SA Rugby, however, on Sunday moved to allay fears of any threat to the tour, which already bears no resemblance to the festive atmosphere which has been a hallmark of the four-yearly Lions experience.
The first tour to South Africa since 2009 is condemned to being played in empty stadiums, without any spectators, never mind the red-clad touring hordes the Lions traditional bring with them.
Instead of safari drives, pub tours and traditional outdoor barbecues, the Lions face being cloistered in hotels for the entire eight-match, six-week tour.
South Africa’s world champion Springboks have moved into a bio-secure bubble but three players tested positive when they arrived on Saturday to continue preparations for the three-test series.
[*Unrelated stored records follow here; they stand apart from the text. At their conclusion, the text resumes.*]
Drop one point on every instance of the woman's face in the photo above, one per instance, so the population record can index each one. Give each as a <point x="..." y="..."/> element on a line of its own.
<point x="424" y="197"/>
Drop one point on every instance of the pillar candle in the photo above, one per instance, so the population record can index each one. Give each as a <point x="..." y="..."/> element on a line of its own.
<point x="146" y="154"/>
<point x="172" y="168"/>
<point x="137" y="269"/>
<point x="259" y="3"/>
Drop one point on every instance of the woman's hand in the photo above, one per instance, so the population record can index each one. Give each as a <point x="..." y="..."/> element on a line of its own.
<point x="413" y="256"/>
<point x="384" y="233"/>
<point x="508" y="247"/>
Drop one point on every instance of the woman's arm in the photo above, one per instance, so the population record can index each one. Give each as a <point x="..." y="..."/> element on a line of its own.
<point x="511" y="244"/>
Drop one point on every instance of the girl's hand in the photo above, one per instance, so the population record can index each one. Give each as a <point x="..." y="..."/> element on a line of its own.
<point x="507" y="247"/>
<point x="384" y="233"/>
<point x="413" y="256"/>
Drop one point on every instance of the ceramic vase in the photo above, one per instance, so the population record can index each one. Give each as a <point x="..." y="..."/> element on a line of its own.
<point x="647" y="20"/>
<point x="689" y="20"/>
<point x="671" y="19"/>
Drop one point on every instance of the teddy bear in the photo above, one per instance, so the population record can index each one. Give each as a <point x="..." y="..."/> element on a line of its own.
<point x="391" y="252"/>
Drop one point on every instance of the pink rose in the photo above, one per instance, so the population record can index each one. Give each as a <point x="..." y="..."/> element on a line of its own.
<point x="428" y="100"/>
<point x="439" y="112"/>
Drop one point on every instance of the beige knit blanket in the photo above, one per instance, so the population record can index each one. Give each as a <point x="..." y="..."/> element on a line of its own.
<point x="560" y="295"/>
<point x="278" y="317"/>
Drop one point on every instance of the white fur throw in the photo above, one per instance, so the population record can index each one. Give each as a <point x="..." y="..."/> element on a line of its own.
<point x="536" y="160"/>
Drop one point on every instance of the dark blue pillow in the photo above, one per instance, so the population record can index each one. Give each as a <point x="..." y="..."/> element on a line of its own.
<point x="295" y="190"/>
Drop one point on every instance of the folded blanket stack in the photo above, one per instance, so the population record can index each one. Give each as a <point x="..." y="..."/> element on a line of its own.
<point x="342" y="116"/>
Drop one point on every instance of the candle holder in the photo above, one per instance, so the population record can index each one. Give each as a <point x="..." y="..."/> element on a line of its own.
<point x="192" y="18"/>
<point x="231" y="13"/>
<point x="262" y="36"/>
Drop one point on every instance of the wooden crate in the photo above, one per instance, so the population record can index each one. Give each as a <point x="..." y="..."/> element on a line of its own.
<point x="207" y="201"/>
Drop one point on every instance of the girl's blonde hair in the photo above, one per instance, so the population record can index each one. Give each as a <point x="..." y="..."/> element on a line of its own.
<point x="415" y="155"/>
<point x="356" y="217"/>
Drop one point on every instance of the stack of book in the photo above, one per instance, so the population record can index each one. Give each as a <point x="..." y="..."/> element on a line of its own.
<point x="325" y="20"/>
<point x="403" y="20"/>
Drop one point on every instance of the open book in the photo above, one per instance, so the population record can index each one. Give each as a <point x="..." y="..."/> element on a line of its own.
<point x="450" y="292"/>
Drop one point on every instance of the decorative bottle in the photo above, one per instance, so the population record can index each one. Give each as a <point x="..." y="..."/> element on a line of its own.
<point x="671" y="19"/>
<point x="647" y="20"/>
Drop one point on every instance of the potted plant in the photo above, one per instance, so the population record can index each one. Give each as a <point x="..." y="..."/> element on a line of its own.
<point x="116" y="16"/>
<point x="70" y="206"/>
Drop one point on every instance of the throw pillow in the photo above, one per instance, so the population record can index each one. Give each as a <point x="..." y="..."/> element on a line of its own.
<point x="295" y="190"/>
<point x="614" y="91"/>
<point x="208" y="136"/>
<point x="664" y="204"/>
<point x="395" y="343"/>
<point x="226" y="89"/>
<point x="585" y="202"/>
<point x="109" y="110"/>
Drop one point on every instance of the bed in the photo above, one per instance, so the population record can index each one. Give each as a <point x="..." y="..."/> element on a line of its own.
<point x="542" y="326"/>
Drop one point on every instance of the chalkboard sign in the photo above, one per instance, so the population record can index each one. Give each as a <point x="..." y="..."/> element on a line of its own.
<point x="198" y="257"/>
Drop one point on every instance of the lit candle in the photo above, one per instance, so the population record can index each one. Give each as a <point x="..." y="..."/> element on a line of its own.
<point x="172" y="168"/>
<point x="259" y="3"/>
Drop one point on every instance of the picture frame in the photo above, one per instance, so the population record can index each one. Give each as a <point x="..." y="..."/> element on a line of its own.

The team cancelled a planned training session on Sunday.
Scrumhalf Herschel Jantjies, prop Vincent Koch and winger S’bu Nkosi were named as the three players but South Africa's director of rugby Rassie Erasmus said it would not impact on the tour.
"I don't think it's a big cause for concern but we want to keep everybody as safe as possible," he told a news conference on Sunday.
Both Johannesburg and Pretoria, where the Lions play their first three matches against provincial opposition, are the grip of a third wave of the pandemic with further lockdown restrictions announced on Sunday by President Cyril Ramaphosa.
South Africa recorded more than 18,000 new infections on Saturday, and Ramaphosa responded by tightening COVID-19 restrictions for 14 days, including curtailing non-business travel to Gauteng, where Johannesburg and Pretoria are located.
New coronavirus infections appear to be dominated by the Delta variant that was first identified in India, scientists said on Saturday.
South Africa is the continent's worst-affected nation in terms of coronavirus cases and deaths, accounting for roughly a third of confirmed infections and more than 40% of deaths.